Il danno scaturiva dalla spesa sostenuta per una polizza assicurativa scadente il 31 gennaio 2007, a copertura dei danni conseguenti alla responsabilità civile per amministratori, sindaci e dirigenti della società per atti illeciti conseguenti alle infrazioni al dovere, abuso di fiducia, negligenza, errore, dichiarazione inesatta o erronea, dichiarazione fuorviante, omissione, inadempimento di doveri derivanti dalla legge o dall'atto costitutivo o altri atti commessi, ovvero che si presume siano stati commessi dall'assicurato, copertura prevista anche per il caso di colpa grave.

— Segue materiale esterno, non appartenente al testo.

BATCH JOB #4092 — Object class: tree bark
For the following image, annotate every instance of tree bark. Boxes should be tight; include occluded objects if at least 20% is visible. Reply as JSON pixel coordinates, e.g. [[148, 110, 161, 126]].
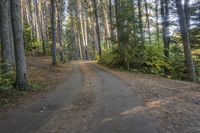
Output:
[[51, 0, 56, 65], [176, 0, 195, 81], [0, 0, 12, 73], [10, 0, 28, 90]]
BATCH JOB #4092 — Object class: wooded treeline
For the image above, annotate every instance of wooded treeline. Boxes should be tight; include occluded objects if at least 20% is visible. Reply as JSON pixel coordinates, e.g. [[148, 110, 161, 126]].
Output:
[[0, 0, 200, 90], [0, 0, 65, 91], [67, 0, 200, 81]]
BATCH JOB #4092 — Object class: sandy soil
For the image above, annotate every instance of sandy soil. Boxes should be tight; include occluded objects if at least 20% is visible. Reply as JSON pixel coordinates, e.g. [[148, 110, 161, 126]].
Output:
[[95, 64, 200, 133], [0, 59, 200, 133]]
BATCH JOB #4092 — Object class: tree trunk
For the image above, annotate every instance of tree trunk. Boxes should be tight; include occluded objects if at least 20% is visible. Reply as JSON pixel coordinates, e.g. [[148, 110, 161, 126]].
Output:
[[138, 0, 144, 45], [93, 0, 101, 57], [11, 0, 28, 90], [144, 0, 151, 44], [0, 0, 12, 73], [51, 0, 56, 65], [176, 0, 195, 81], [160, 0, 170, 75]]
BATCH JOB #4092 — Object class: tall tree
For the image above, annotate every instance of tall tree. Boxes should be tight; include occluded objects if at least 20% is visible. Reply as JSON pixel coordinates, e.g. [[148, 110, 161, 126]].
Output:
[[160, 0, 170, 75], [10, 0, 28, 90], [0, 0, 12, 73], [176, 0, 195, 81], [51, 0, 56, 65], [93, 0, 102, 57]]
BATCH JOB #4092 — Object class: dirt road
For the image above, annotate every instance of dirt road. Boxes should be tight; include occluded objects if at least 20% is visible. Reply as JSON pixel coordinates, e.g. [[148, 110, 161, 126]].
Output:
[[0, 62, 158, 133]]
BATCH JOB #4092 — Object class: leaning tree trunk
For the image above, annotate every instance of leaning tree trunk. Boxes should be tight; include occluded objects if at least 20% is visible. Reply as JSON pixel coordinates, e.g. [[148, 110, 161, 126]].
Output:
[[176, 0, 195, 81], [10, 0, 28, 90], [137, 0, 144, 46], [0, 0, 12, 73], [51, 0, 56, 65], [160, 0, 170, 75], [93, 0, 101, 57]]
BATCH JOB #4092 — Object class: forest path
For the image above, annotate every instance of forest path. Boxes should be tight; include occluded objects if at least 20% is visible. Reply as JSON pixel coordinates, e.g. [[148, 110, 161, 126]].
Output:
[[0, 62, 158, 133]]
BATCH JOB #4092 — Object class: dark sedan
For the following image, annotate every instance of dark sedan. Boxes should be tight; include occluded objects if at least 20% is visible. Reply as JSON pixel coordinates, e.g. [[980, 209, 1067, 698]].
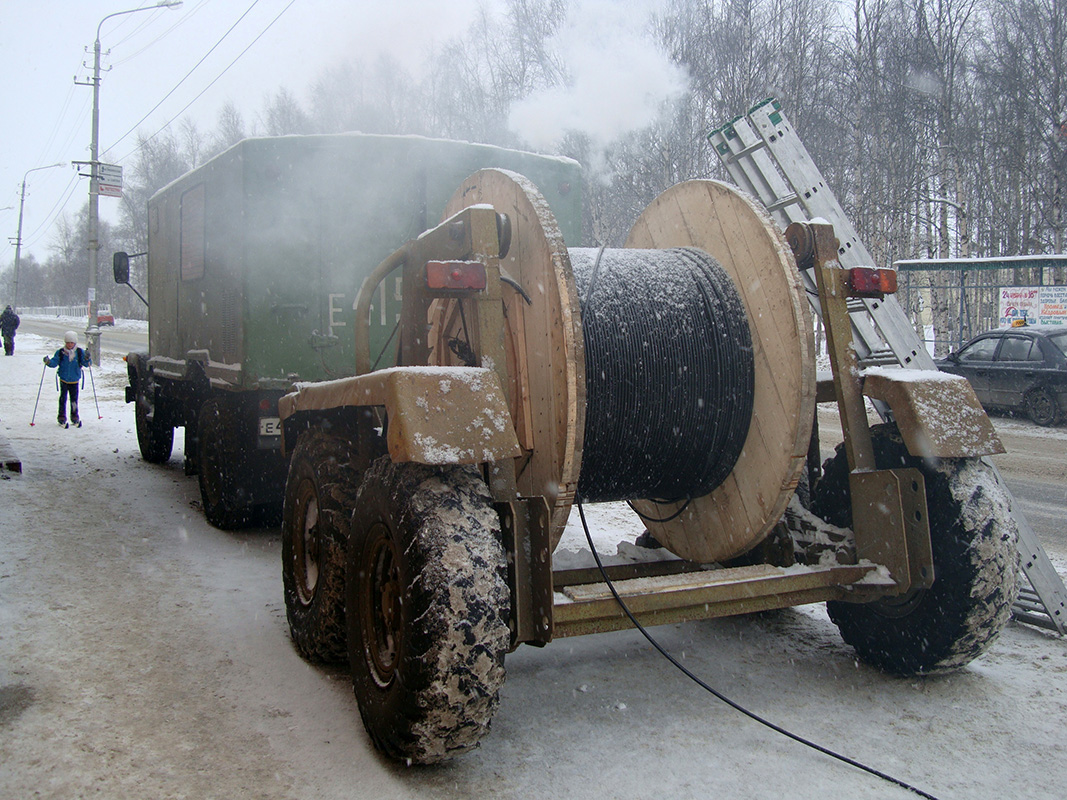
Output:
[[937, 325, 1067, 426]]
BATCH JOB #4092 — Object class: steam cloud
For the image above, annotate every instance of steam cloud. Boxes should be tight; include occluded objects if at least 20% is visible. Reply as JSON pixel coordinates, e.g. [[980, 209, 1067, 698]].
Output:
[[508, 0, 687, 148]]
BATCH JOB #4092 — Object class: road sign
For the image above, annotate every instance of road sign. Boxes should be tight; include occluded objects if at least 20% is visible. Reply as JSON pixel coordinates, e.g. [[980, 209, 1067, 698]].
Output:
[[96, 164, 123, 197]]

Per i magistrati contabili, nella stipula della polizza assicurativa sarebbero ravvisabili degli illeciti perché il contratto «vanificava - dicono i magistrati della Corte dei Conti - la funzione sanzionatoria della responsabilità amministrativa, sancita anche dalla stessa Corte Costituzionale. Il contratto di assicurazione stipulato aveva insito un conflitto di interesse poiché il pagante il premio, era proprio l'ente danneggiato, inoltre l'ipotesi consentiva una sostanziale immunità agli amministratori».